The Western Cape African National Congress (ANC) is preparing for crunch talks with the party's top six on Monday, following the disbandment of the party's Cape Town metro leadership.
President Jacob Zuma and the ANC's top officials will meet the provincial executive committee (PEC), the new ANC Cape Town regional task team, and disaffected leaders of the metro who lost their positions.
The other senior members of this "fact-finding" mission are ANC national chairperson Baleka Mbete, treasurer general Zweli Mkhize, secretary general Gwede Mantashe, deputy secretary general Jesse Duarte, and deputy president Cyril Ramaphosa.
The six leaders each spent most of Sunday visiting one of the province's six regions, to ascertain how members there feel about the discord between provincial and regional leaderships.
The Western Cape ANC has been plagued by deepening factionalism for almost two years. It came to a head at the provincial policy conference in Stellenbosch, a week before the ANC's national policy conference.
Provincial secretary Faiez Jacobs told News24 this week that the top six will not make any rulings on the province's affairs, but will take recommendations to the party's next national executive committee meeting in August.
At the centre of the discussions will be the disbandment of the Cape Town regional executive committee. The decision was taken at the Stellenbosch PEC meeting in the early hours of June 25.
Leaders of five of the six regions broke ranks that weekend to hold an impromptu press conference, at which they accused the PEC of wanting to impose its decisions for the policy conference without following procedure. They called for the PEC to go.
The next day, provincial secretary Faiez Jacobs said the metro's leadership had been ignoring the PEC’s authority for almost two years.
The PEC made the decision that weekend, after Cape Town branch leaders disrupted their meeting. They reconvened after the disruption, and worked through the night.
It was the last straw, Jacobs told News24 on Thursday.

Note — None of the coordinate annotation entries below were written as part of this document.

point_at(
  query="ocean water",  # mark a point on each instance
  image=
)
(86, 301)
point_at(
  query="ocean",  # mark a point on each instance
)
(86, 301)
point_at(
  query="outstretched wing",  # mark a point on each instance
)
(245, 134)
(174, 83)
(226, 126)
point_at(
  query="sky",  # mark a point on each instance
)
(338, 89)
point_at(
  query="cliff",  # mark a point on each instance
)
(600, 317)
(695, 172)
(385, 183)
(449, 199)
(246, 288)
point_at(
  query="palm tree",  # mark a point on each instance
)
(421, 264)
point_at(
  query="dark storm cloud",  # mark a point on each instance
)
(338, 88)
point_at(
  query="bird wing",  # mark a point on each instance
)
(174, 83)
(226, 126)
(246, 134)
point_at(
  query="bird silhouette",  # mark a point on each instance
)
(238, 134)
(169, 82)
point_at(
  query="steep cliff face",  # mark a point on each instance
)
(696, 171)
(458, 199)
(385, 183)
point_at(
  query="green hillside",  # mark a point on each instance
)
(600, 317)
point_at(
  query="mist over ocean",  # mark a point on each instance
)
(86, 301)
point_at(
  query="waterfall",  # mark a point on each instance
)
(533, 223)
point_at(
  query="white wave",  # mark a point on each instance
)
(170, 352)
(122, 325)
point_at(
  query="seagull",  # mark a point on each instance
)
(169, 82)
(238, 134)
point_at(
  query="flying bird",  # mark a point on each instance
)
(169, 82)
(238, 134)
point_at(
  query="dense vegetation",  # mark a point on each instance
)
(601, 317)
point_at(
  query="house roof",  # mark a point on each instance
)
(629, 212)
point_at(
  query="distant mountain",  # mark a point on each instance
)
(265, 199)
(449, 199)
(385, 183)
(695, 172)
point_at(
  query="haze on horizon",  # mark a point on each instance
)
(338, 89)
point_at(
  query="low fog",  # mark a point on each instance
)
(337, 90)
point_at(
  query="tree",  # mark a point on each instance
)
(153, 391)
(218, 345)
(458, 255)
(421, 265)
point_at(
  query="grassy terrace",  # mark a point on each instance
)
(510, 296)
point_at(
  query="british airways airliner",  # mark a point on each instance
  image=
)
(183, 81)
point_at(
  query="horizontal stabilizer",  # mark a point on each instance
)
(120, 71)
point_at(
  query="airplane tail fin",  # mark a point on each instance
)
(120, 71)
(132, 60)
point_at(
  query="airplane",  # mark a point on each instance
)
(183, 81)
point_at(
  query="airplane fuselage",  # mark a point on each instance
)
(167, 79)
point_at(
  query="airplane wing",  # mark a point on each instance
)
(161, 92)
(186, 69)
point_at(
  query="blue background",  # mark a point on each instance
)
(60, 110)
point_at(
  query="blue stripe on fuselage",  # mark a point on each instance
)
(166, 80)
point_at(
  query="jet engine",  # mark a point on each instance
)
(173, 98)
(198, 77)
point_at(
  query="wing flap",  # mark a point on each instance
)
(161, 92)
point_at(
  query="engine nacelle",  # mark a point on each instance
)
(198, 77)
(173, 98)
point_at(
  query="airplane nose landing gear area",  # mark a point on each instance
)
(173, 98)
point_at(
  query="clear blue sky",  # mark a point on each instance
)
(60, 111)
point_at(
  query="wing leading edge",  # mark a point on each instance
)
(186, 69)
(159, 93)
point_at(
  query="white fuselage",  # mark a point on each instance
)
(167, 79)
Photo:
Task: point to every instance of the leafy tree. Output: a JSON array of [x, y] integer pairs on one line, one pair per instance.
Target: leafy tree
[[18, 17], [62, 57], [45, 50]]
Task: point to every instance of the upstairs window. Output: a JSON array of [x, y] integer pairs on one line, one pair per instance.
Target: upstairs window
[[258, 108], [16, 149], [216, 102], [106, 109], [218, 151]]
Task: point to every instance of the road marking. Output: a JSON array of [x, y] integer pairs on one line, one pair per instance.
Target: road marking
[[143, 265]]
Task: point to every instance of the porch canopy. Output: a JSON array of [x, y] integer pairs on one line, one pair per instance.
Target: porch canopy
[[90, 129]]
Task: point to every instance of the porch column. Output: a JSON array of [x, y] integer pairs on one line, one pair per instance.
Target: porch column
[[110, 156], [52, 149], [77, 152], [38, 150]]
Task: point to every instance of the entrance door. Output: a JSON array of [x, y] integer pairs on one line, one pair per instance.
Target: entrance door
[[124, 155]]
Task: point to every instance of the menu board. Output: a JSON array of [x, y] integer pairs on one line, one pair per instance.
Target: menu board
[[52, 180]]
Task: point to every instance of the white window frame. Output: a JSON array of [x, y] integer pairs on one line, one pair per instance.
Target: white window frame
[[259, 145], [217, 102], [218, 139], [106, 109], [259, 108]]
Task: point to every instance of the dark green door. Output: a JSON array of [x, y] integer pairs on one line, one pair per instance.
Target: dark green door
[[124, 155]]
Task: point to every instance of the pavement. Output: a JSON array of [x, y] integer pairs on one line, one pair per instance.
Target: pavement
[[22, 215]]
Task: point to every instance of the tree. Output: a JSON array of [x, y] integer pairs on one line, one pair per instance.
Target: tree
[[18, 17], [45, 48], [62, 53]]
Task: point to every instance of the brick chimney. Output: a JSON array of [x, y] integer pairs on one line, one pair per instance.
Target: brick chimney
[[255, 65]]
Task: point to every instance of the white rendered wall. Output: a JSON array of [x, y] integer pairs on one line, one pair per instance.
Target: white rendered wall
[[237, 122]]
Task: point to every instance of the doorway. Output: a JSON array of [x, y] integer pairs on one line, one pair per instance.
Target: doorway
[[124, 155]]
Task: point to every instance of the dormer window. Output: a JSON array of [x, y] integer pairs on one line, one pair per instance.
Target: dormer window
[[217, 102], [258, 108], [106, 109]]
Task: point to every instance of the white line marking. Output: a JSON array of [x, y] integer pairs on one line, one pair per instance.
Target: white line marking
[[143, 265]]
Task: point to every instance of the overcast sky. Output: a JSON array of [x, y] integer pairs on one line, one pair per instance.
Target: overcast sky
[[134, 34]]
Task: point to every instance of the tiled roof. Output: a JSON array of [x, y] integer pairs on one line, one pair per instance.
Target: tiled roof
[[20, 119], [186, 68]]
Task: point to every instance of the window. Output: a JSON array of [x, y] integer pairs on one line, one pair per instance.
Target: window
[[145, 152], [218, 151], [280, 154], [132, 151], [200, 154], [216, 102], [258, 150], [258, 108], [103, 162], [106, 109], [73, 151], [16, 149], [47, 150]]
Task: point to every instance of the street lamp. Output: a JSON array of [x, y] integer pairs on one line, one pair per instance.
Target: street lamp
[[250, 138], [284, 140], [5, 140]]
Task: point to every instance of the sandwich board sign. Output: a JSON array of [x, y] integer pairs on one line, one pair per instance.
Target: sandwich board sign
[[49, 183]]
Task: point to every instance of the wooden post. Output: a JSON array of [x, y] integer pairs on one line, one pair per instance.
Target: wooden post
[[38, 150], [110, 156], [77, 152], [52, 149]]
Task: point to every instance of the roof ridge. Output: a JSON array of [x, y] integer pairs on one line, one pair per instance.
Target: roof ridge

He said the PEC had the right, according to the party's constitution, to disband regions. It was not the first province to have done so. A similar scenario played out in the North West in 2015.
He wanted the province to return to a functional level before his term ends in two years, and believed the metro's leadership was "deliberately disrupting organisational renewal".
'Go back to political school'
The ANC Youth League in the province on Friday however repeated the call for the PEC to be disbanded, rather than the region. Jacobs and the PEC needed to "go back to political school", the league said.
Provincial ANCYL chairperson Muhammed Khaled Sayed said the PEC was increasingly ignoring the league’s autonomy and wanted to make its feelings known. It believed the disbandment was not lawful and the current PEC leadership was failing.
Former Cape Town chairperson Xolani Sotashe said he could not speak to the media ahead of the meeting, pending a possible resolution about his disbanded region.
He however said at the impromptu press conference in June that the PEC was dividing the province, instead of leading it.
"We all know there is a problem in the organisation. Even national has pronounced on factional battles that must be rooted out," Sotashe said.
"People think they own the ANC, people who do not subscribe to the traditions of the ANC. We would be failing if we did not speak out against these things. We have been disciplined enough."
ANC presidential race
The meeting with the top six is due to take place at 10:00, and parties will be afforded the opportunity to make their cases.
It is believed the ANC's national presidential race between front runners Nkosazana Dlamini-Zuma and deputy president Cyril Ramaphosa is at the root of the discord.
Branches, not the provincial or regional structures, will decide which delegates get to represent them at the party's national elective conference in December, where a new leader will be elected.
The province has 350 ANC branches, the second smallest by numbers in the country.
The ANC’s increasing decline at the 2016 provincial polls has been blamed on the divisions, made worse by the suspension of former leader Marius Fransman.